Carlos Ghosn said the charges of financial misconduct against him were a result of “plot and treason” by Nissan executives who were trying to block his plan for deeper integration with France’s Renault.
In his first interview since his November 19 arrest in Tokyo, the ousted chairman of Nissan told Nikkei Asian Review that “there was a plan to integrate” the alliance partners including Mitsubishi Motors under a holding company structure.
The plan was also shared with Hiroto Saikawa, the chief executive of Nissan, in September, according to Mr Ghosn.
Mr Saikawa has strongly denied speculation that Mr Ghosn’s downfall was a result of a corporate coup d’état that stemmed from Nissan’s fears of a full merger with its French partner, which owns a 43 per cent voting stake in the Japanese company. Nissan holds a 15 per cent stake in the French group with no voting rights.
On Thursday, Mr Saikawa is expected to hold his first face-to-face meeting with Renault’s new chairman Jean-Dominique Senard on the sidelines of a regular alliance meeting in Amsterdam as the carmakers seek to rebuild ties following the ousting of Mr Ghosn.
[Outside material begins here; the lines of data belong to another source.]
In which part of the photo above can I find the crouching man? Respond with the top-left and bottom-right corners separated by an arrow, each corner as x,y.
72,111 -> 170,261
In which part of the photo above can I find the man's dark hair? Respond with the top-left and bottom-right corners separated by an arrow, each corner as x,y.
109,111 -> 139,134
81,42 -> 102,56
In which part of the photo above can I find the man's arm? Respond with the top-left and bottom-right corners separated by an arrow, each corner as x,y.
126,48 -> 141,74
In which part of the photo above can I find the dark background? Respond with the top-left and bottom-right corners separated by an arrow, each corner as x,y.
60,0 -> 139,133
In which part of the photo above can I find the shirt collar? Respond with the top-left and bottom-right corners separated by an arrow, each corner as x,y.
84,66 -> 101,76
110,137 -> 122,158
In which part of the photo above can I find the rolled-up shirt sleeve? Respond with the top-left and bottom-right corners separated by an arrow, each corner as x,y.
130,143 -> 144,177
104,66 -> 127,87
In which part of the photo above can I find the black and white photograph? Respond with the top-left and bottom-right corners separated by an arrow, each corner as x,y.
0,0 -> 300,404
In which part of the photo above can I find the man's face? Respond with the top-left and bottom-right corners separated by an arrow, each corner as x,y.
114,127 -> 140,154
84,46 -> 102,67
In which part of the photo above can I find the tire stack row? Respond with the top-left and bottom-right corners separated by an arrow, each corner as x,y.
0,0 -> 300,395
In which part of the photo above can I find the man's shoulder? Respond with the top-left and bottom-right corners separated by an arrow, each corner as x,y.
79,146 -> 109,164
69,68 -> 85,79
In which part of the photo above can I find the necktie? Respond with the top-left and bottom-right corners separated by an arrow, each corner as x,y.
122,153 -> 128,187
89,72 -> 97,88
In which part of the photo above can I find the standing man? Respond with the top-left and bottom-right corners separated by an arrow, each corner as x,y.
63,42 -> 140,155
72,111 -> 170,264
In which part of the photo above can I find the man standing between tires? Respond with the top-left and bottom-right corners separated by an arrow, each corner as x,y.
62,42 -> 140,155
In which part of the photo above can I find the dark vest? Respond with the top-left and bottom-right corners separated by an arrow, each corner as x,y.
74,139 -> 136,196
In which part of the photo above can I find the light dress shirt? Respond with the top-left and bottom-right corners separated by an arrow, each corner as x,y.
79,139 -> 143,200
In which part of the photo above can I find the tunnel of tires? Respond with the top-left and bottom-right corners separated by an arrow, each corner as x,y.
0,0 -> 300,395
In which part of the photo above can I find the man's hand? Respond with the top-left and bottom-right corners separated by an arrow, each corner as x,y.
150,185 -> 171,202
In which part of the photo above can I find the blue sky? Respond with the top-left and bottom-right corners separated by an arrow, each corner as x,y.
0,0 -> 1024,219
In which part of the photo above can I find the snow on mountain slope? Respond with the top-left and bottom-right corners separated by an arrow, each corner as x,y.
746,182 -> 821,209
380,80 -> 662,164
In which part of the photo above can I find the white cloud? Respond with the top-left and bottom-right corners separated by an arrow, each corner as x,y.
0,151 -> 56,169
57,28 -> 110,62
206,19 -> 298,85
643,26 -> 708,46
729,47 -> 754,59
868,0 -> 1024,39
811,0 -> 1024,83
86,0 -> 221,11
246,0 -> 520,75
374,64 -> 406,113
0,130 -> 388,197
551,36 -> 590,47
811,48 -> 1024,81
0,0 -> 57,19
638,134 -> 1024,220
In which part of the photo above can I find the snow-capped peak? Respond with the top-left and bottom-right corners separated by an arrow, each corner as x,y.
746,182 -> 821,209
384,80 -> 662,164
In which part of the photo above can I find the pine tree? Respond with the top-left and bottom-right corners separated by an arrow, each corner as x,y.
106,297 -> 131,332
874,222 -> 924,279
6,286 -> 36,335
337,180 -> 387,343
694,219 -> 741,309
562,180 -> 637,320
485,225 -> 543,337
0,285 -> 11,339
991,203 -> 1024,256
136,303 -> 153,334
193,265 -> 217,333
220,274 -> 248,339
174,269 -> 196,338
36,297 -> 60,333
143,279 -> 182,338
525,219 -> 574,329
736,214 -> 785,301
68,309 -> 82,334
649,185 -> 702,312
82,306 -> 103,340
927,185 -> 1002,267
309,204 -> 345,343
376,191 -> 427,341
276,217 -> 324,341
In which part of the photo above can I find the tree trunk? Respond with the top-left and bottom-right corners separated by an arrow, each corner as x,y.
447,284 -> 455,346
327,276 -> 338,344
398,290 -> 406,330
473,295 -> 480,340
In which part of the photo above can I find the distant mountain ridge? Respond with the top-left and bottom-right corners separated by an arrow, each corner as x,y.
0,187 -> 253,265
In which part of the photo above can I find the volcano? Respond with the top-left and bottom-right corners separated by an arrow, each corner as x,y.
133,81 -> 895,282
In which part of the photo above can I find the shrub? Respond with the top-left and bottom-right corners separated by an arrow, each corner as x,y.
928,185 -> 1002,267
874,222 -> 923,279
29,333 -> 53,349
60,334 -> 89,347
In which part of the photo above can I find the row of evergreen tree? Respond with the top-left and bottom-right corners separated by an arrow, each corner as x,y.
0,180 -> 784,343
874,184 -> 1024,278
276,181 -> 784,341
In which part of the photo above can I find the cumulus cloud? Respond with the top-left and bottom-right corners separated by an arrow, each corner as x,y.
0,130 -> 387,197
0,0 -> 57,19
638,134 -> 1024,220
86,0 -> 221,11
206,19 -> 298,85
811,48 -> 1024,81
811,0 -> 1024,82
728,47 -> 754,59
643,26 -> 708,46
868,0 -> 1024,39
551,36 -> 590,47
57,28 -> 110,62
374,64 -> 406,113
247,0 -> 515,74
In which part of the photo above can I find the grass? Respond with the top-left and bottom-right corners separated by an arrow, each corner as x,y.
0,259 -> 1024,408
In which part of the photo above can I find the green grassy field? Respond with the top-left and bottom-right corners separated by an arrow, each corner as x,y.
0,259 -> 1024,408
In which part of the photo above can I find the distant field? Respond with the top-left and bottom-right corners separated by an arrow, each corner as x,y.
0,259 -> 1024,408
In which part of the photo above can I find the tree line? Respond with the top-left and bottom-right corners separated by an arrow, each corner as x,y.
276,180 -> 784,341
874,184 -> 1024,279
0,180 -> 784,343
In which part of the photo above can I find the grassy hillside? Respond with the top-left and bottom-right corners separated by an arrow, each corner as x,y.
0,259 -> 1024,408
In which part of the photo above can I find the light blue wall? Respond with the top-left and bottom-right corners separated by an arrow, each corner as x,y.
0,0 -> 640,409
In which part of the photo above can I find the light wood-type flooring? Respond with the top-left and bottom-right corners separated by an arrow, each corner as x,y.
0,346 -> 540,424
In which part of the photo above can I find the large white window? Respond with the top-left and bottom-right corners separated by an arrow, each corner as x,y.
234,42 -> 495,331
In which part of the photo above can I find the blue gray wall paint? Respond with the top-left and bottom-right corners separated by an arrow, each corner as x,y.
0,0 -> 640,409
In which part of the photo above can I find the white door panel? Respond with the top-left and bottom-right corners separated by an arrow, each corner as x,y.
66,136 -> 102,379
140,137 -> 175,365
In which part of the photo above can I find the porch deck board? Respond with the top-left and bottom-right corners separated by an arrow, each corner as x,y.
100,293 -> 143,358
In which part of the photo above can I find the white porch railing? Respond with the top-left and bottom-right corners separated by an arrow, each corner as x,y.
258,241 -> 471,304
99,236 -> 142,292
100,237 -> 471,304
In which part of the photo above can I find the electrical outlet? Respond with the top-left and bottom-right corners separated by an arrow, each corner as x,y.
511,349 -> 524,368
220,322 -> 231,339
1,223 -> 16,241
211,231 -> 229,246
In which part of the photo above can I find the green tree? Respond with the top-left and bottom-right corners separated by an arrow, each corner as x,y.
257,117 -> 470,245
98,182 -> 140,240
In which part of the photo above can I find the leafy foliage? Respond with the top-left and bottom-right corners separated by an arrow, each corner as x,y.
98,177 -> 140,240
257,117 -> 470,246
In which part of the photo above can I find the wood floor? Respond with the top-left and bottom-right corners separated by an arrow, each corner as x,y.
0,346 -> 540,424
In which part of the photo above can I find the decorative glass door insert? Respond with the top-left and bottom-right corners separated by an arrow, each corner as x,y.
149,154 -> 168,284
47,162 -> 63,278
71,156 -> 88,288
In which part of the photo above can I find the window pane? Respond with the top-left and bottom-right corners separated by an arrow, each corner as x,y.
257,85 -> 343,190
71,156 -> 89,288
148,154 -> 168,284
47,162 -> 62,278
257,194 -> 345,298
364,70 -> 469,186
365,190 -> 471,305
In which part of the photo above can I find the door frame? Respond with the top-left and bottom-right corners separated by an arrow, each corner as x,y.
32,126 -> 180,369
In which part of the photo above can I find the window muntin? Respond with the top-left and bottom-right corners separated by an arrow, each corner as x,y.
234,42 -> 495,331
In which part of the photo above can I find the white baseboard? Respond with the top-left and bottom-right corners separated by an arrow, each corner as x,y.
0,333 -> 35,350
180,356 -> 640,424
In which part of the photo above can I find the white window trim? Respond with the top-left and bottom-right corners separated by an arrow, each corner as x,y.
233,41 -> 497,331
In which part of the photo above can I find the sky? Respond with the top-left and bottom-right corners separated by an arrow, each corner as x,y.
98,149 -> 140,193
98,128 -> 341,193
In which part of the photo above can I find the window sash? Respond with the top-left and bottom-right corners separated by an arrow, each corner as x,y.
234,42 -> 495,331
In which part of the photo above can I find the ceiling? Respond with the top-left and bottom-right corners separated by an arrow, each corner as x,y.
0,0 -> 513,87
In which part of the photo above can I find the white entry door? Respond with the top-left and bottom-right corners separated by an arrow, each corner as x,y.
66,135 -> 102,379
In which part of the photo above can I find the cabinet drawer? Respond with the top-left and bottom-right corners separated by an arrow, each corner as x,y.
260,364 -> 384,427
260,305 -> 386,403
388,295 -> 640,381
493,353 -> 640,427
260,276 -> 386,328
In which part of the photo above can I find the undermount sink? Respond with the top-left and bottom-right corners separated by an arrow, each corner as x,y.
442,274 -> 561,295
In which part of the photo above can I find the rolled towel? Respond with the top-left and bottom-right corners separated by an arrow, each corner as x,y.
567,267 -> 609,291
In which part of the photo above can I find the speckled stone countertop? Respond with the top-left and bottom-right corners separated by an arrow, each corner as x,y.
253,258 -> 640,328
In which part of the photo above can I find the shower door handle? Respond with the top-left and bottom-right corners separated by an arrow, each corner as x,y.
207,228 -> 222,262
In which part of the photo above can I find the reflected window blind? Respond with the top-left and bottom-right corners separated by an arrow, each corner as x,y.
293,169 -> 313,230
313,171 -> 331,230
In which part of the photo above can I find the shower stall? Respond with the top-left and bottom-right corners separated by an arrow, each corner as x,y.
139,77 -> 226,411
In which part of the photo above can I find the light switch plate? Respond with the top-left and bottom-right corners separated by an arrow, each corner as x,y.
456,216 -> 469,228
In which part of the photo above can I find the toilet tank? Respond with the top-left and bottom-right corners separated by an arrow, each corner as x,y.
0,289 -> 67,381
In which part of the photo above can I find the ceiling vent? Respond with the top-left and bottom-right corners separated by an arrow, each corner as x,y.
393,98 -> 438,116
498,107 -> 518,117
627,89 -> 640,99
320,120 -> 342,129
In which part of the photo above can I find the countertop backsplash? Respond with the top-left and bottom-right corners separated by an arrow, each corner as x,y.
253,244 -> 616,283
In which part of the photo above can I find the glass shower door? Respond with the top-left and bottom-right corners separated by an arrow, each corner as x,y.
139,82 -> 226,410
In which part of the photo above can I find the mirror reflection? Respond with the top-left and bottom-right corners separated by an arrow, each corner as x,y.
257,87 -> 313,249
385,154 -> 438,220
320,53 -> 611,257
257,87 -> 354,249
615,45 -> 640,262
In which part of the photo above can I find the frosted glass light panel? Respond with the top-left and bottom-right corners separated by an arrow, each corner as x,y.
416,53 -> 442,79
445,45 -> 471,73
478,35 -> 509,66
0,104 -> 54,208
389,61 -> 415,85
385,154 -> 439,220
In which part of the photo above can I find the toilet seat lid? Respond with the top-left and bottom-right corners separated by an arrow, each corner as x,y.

Nissan and Renault have also hired the French auditor Mazars to look into potential misconduct within the alliance, according to people close to the companies, as they launch a joint probe led by their auditing teams.
Mr Ghosn has denied charges made by Tokyo prosecutors that he falsified his pay in Nissan’s financial documents and made payments through a Nissan subsidiary to a Saudi businessman who helped to address his trading losses in the wake of the financial crisis in 2008.
Last week, he resigned as chairman and chief executive of Renault after the Tokyo court repeatedly rejected his request for bail.
“I won’t flee, I will defend [myself],” Mr Ghosn said in the 20-minute interview, which was conducted at the Tokyo Detention House where he has been held for more than two months.
“All the evidence is with Nissan, and Nissan forbids all employees to talk to me.”
In a statement on Wednesday, Nissan reiterated that its own internal investigation uncovered “substantial and convincing evidence of misconduct” that led to Mr Ghosn’s ousting. The company declined to comment on Mr Ghosn’s plans for integration with Renault.
In response to criticism that his 20-year reign at Nissan was a “dictatorship”, Mr Ghosn pointed to his efforts to revive the Japanese group from the brink of bankruptcy in 1999.
“People translated strong leadership to dictator to distort reality” for the “purpose of getting rid of me”, he said.